It was a sizeable success in New Age terms, selling over 200,000 in America, which may be why Virgin are reputed to be pumping pounds 250,000 into the promotion of Divine Works, the latest offering from Claus Zundel, aka "The Brave", the man behind the Sacred Spirit albums which blended Native American chants with soothing keyboard textures. The formula here is identical, attempting to transplant an ancient heart into a modern body, or, some would say, introduce a ghost into his machine-music.

The results are by no means unpleasant, but then inoffensiveness has always been at the core of New Age music anyway. What's less easy to accept is the blissed-out, hedonistic undertow to the music, which finds corporeal pleasure colonising even the solitary recesses of meditation. There's something about Hildegard von Bingen's work that is essentially incongruent with the body-cult of the dancefloor, and there are only a few moments when the beats aren't fundamentally at odds with the reflective stillness of the vocal lines. Basically, we're dealing with two opposed forms of ecstasy.
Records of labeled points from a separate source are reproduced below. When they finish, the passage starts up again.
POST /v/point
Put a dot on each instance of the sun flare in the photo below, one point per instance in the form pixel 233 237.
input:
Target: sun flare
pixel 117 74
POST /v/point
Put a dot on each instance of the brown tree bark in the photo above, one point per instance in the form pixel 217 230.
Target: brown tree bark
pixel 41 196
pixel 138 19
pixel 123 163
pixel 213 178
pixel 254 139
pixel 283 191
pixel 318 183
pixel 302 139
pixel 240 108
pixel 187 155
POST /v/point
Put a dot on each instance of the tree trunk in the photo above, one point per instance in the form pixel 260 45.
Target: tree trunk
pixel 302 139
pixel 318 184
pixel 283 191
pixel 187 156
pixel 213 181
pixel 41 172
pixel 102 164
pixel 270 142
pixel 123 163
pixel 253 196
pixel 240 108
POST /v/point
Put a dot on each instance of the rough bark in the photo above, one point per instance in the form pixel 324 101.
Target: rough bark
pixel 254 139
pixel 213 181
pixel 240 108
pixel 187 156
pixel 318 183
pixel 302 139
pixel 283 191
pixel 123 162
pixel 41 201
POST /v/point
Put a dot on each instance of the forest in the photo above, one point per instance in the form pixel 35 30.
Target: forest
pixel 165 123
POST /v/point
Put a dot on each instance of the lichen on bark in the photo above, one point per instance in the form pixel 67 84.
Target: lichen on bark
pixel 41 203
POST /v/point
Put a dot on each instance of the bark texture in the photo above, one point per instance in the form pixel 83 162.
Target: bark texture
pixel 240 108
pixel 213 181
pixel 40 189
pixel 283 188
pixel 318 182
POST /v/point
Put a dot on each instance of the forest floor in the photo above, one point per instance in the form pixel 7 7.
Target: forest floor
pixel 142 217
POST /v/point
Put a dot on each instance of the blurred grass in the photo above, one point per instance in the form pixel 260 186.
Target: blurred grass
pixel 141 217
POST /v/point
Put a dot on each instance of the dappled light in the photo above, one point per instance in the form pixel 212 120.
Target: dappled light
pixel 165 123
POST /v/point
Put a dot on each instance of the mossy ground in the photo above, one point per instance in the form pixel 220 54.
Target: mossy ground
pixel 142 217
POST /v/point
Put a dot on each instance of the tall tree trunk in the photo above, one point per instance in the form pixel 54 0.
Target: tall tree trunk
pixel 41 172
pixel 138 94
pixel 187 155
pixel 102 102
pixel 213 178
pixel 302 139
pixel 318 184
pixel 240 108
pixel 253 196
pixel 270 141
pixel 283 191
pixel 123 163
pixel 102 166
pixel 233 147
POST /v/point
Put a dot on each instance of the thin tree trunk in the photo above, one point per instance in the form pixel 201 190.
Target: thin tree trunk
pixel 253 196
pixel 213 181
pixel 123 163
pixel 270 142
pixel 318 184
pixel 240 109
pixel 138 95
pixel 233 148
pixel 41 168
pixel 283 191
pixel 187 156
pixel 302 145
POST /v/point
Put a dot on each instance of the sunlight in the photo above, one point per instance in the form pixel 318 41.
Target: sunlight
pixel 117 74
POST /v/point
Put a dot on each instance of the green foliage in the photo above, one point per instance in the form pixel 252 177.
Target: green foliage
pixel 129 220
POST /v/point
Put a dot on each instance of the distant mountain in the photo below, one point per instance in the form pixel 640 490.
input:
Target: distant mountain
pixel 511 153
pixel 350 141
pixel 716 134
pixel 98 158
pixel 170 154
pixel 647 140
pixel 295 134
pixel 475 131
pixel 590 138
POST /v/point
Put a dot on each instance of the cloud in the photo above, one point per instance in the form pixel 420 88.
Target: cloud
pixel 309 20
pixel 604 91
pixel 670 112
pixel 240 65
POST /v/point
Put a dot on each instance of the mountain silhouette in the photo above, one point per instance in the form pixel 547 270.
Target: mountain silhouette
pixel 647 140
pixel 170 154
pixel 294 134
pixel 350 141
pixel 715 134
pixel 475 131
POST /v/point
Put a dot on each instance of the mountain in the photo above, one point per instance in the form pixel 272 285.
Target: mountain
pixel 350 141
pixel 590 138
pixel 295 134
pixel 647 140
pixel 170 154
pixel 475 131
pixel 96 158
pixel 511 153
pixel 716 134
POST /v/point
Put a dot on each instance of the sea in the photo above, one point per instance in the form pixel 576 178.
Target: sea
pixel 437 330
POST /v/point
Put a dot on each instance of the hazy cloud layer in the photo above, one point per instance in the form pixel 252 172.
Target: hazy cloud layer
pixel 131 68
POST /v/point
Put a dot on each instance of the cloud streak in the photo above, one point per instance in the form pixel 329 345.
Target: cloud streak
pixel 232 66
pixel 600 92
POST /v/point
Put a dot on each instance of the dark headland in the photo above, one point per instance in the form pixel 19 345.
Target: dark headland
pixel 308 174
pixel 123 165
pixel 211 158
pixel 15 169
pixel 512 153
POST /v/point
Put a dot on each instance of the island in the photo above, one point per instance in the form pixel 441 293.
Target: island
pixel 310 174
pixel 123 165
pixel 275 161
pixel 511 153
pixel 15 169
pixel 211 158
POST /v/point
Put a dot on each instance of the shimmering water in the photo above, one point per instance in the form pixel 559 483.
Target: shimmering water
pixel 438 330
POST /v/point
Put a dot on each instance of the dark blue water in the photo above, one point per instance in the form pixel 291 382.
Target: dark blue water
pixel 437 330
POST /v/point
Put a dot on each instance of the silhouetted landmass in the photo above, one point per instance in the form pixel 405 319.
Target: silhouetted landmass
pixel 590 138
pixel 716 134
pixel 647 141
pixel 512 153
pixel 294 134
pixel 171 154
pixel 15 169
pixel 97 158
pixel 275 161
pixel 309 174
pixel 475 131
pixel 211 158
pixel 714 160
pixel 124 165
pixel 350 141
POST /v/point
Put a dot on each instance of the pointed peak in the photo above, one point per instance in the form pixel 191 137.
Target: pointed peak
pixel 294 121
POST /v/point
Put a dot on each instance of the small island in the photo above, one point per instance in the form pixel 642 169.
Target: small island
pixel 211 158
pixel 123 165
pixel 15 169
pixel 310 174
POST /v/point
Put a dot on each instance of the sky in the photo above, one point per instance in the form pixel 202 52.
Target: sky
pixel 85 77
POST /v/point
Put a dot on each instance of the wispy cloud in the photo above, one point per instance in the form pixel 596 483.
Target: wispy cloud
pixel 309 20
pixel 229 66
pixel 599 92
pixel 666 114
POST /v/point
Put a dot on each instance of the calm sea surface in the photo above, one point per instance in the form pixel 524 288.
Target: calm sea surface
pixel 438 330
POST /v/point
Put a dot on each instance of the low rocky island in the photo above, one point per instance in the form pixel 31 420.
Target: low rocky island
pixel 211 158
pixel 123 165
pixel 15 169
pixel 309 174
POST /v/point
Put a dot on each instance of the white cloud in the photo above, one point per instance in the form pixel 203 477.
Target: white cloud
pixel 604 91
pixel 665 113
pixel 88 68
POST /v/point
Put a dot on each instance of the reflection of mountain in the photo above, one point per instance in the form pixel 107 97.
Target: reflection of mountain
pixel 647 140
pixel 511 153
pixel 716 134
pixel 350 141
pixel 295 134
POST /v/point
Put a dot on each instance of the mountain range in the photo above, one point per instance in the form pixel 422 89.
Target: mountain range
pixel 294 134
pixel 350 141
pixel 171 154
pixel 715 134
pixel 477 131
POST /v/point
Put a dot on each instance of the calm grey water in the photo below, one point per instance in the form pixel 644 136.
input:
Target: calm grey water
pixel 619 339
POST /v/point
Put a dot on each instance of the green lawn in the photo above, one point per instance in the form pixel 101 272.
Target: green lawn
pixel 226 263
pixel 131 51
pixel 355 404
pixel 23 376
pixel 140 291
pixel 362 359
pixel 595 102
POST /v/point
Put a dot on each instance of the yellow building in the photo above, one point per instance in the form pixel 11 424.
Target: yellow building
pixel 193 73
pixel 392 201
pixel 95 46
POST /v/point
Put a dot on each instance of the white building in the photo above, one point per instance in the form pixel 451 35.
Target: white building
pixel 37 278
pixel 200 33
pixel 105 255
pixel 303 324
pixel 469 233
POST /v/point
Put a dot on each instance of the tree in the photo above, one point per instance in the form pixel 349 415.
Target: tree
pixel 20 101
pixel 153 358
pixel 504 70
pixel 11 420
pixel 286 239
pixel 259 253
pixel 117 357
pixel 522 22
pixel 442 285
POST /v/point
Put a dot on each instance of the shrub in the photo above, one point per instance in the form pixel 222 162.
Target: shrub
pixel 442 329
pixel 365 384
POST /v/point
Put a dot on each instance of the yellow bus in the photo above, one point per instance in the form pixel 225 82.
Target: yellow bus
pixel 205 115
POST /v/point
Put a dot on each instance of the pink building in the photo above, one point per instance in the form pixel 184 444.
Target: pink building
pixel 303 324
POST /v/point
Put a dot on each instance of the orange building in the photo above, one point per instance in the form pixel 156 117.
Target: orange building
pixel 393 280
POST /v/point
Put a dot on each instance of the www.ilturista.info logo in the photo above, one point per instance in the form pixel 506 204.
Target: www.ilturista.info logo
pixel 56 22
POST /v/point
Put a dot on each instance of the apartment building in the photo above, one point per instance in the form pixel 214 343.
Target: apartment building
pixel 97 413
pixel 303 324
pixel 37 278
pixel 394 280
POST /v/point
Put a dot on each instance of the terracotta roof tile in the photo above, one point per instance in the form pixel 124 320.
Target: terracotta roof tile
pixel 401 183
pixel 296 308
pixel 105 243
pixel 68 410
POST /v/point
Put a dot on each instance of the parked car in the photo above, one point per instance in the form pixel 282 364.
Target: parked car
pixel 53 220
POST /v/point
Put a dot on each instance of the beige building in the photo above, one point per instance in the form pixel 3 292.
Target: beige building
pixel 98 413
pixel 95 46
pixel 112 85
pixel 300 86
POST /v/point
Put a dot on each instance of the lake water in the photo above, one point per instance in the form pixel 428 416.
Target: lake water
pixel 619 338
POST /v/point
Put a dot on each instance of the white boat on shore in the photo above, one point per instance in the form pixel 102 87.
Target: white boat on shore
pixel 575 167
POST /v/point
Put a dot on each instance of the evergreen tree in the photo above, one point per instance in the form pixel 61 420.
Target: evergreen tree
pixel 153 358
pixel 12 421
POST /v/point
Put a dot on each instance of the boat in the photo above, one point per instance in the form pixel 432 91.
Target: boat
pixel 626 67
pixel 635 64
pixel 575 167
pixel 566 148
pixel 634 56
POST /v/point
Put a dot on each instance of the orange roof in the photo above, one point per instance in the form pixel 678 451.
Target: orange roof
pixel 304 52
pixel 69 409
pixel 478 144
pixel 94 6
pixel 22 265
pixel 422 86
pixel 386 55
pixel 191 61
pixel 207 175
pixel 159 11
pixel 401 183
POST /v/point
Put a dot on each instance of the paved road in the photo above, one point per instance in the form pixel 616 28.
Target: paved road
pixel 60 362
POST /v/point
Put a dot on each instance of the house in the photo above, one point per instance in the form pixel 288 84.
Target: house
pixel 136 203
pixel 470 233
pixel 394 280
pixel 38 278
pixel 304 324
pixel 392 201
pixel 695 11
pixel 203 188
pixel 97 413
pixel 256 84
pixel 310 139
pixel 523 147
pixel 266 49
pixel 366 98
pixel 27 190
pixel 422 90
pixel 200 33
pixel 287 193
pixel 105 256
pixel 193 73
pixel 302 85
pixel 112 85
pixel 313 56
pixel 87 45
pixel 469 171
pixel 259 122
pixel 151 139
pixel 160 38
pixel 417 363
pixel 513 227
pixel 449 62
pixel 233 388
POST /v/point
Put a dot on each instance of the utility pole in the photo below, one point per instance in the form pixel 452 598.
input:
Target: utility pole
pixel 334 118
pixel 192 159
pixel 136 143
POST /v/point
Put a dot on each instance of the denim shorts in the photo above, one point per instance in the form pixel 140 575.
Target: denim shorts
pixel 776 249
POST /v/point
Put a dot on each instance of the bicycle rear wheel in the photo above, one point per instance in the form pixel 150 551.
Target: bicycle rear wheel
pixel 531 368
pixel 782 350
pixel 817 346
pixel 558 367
Not that such concerns will affect most purchasers of Divine Works, even those of an overtly religious outlook - I'm sure it would have gone down a storm, for instance, at the Reverend Chris Brain's services in Sheffield. Those with slightly longer memories may find the layered arpeggios and counter-melodies a little too reminiscent for comfort of Tubular Bells. Which is one thing Virgin certainly knew how to sell.